214(終)


 結局のところ魔王さまとの戦闘はこれまでで最も稚拙ちせつな展開になった。


「馬鹿な……あり得んだろこんなことは……」


 戦闘開始から数時間。ただデカイだけで大技を放ってくるボスなんてまったく脅威に値しない。それどころか当たり判定のことすら理解していない始末。


〝俺が考えた最強のスキル〟と即死チートに慢心していたんだろう。少なくともゲーマー思考ならこんな巨体を得ようとは思わない。


 至極当然の話、体の大きさに比例して当たり判定も大きくなる。

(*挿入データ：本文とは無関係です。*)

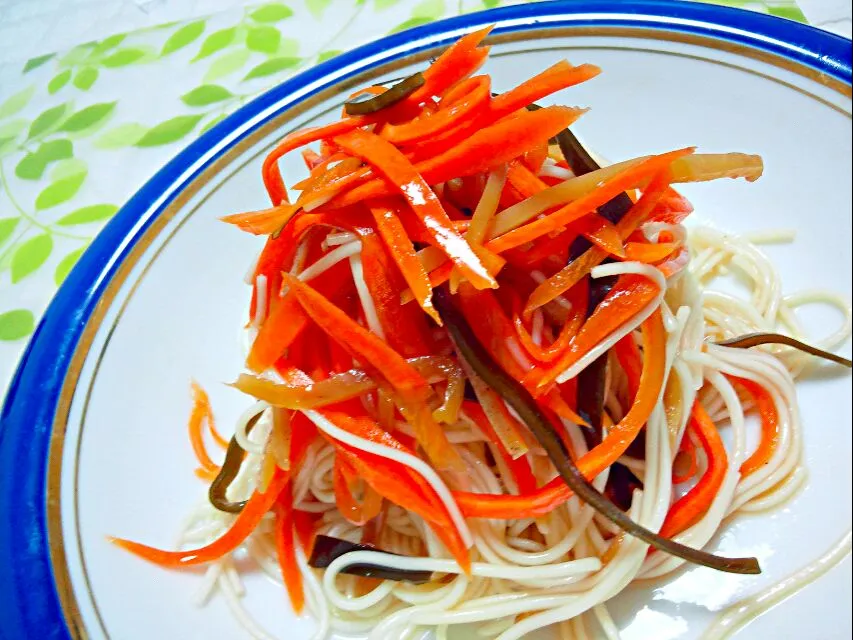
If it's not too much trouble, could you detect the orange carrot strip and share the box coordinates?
[328,107,584,207]
[403,26,494,106]
[625,242,680,264]
[246,294,308,373]
[335,131,497,289]
[524,169,684,314]
[109,466,290,567]
[275,482,305,615]
[189,380,221,475]
[368,200,441,325]
[219,203,299,236]
[613,334,643,398]
[486,148,692,253]
[534,275,659,388]
[732,378,782,478]
[660,400,729,538]
[261,116,374,207]
[454,311,666,519]
[284,275,459,468]
[381,76,491,145]
[463,400,537,493]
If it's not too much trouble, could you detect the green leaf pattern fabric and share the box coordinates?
[0,0,805,389]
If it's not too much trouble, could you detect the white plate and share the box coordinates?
[0,2,851,640]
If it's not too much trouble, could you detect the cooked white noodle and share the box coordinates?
[173,224,851,640]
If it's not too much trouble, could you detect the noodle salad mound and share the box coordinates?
[112,29,850,640]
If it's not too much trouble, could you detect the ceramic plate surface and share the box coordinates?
[0,1,851,640]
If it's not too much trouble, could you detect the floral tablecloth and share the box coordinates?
[0,0,824,396]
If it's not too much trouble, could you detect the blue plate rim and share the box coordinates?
[0,0,853,639]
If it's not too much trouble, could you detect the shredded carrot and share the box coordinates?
[275,482,305,615]
[454,311,666,519]
[335,130,497,288]
[732,378,782,478]
[660,400,729,538]
[110,467,290,567]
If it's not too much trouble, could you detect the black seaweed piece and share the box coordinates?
[716,333,853,369]
[344,71,425,116]
[308,535,433,584]
[207,412,263,513]
[433,286,761,574]
[604,462,643,511]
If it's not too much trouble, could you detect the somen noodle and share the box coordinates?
[114,29,851,640]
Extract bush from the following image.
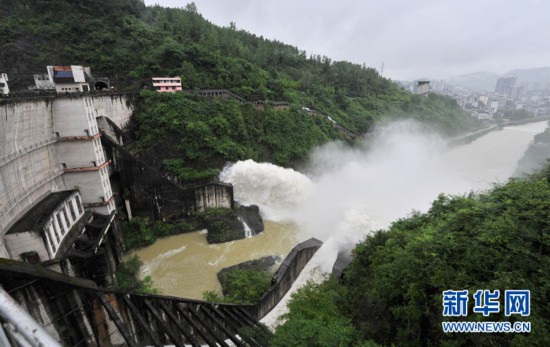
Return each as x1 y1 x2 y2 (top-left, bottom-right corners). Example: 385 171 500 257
115 255 158 294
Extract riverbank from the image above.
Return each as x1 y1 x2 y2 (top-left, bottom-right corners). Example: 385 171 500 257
447 116 550 147
124 220 302 300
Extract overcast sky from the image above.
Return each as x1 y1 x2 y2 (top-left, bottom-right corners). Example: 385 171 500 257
145 0 550 80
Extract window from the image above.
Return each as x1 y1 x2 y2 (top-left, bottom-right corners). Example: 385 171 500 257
55 213 65 238
69 201 76 221
61 207 71 228
21 251 40 264
75 195 83 214
46 233 55 253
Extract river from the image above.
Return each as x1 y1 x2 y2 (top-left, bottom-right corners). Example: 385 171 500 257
131 122 546 308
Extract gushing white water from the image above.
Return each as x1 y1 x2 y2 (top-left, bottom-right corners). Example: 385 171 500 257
221 121 546 325
238 216 256 238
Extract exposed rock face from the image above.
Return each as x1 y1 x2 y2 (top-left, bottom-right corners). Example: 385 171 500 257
218 255 282 295
205 205 264 243
239 205 264 234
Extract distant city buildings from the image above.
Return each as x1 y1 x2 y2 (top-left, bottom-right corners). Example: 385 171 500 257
414 80 430 95
0 73 10 95
495 77 516 94
418 73 550 122
153 76 182 93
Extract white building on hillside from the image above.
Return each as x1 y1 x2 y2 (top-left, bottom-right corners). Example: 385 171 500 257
0 73 10 95
47 65 92 94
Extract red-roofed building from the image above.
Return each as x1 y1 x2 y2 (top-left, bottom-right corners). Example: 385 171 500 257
47 65 92 94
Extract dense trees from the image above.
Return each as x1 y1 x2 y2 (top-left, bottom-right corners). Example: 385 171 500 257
276 169 550 346
0 0 476 139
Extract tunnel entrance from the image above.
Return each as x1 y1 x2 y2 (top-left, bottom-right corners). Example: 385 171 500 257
94 81 109 90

小さくならば分かるが、大きくする価値はあまりない。それこそ本当に〝強く見える〟だけのハリボテだ。巨大なボスというのは――とても実用的ではない。


 HPが尽きた頃、魔王はレイドボスから元のヒト型へと戻された。禍々まがまがしい姿のあいつはもういない。教皇さまは惨めにも地面に膝をついていた。


「電脳世界で統治者を夢見るとは……つくづく愚かな男だなあんた」


 呆れ半分に言うと、ディートは目玉を引ん剝いた。


「この私を愚弄ぐろうするか……後で泣きを見ることになるぞ!!」


 後でというのは現世での仕返しだろうか。分からないが……体が薄れていっている奴に言われても全然怖くない。というかこんな犯罪をしでかしたんだ、上は大騒ぎになってるんじゃないか。相当数プレイヤーがいるようだし。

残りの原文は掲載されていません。